Tara is executive editor for design at The Guardian. Most days she has her digital hat on, wrangling reactive news stories, coordinating cross-platform investigations and series and working with a brilliant team of creatives across digital and print. Though, she sometimes disappears for months (years!) to project manage and deliver redesigns — from the last broadsheet through the Berliner and tabloid versions of the newspaper, and most recently the new Saturday magazine. She also looks after newly qualified journalists from underrepresented groups, including those from a lower socio-economic background, BAME, LGBTQ+ and those with a disability.


Product

Elan Kiderman Ullendorff, The Marshall Project

Elan is a Pittsburgh-based designer and educator currently leading the product team at a nonprofit criminal justice news organization called The Marshall Project and teaching at Chatham University and Index. Elan runs a pop-up design studio that funnels its profits to mutual aid projects, and obsesses over the least-visited corners of the internet in the newsletter Deep Sea Diving.

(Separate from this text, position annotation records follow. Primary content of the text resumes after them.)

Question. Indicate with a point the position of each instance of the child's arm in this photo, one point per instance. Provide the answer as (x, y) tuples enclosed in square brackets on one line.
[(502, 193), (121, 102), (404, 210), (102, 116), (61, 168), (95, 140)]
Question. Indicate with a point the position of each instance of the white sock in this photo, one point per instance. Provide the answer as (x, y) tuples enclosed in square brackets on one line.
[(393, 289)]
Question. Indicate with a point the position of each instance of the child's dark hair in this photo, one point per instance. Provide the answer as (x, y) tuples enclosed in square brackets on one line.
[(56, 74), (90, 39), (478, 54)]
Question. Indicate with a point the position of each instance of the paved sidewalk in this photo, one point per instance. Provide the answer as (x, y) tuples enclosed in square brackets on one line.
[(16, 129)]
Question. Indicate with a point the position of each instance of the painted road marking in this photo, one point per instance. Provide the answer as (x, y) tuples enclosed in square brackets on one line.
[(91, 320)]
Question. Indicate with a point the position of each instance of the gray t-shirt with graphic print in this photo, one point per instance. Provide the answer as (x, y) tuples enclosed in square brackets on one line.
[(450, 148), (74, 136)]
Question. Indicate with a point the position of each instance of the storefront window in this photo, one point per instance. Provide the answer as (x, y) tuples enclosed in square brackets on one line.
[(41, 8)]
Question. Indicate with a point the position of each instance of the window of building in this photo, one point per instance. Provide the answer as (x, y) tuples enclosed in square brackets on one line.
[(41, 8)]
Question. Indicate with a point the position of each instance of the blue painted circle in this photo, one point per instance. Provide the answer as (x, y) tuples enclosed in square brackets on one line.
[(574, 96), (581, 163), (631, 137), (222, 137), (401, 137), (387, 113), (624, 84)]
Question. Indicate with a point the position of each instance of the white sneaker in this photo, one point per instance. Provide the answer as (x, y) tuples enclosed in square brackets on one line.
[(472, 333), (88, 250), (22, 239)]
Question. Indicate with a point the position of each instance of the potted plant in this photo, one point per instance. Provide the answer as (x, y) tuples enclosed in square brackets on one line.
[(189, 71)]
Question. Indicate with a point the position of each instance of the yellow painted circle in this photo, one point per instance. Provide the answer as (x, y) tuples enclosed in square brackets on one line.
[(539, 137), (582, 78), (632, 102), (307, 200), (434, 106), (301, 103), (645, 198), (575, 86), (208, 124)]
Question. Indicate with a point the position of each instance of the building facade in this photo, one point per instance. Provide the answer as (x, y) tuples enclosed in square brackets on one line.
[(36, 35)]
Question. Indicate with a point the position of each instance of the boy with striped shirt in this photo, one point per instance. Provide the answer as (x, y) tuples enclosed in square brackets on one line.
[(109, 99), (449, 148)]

Emily Swelgin, The 19th News

Emily is the chief product officer at The 19th, an independent, nonprofit newsroom covering the intersection of gender, politics and policy. Her team aims to identify and solve their audiences’ most impactful needs — from loading the website on a slow connection to finding stories that are important to them. She previously worked as a designer/developer at The Texas Tribune, The Washington Post and the Milwaukee Journal Sentinel.

Mara Corbett, Gannett

Mara is a designer and project manager based out of Austin, Texas. She works alongside Gannett’s 120-plus local markets and USA TODAY to tell stories with impact across digital platforms. Previously, she designed special projects for the GateHouse Media innovation team.


Conflict Judges

Elliot Bentley, The Wall Street Journal

Elliot is a senior editor at the Wall Street Journal’s graphics department, specializing in interactive graphics and data visualization. Since joining WSJ in 2014, he has worked on dozens of visual stories on subjects ranging from business to politics to entertainment. Prior to, he created oTranscribe, a widely used web app for transcribing interviews.

Kennedy Elliott, National Geographic

Kennedy is a developer and journalist, and manages digital graphics and immersive stories at National Geographic. She covers a range of topics relating to science, climate and culture. She has previously worked at The Washington Post and the Associated Press.

Xaquín G.V., Visualization for Transparency Foundation

Xaquín is a visual journalist and data visualization expert, and Roi’s dad. He has worked at El Mundo, The New York Times, National Geographic and The Guardian, where he led the award-winning visuals team. His latest interests are graphicacy, emotion in data experiences, data visualization for change and the automation of narrative visualizations.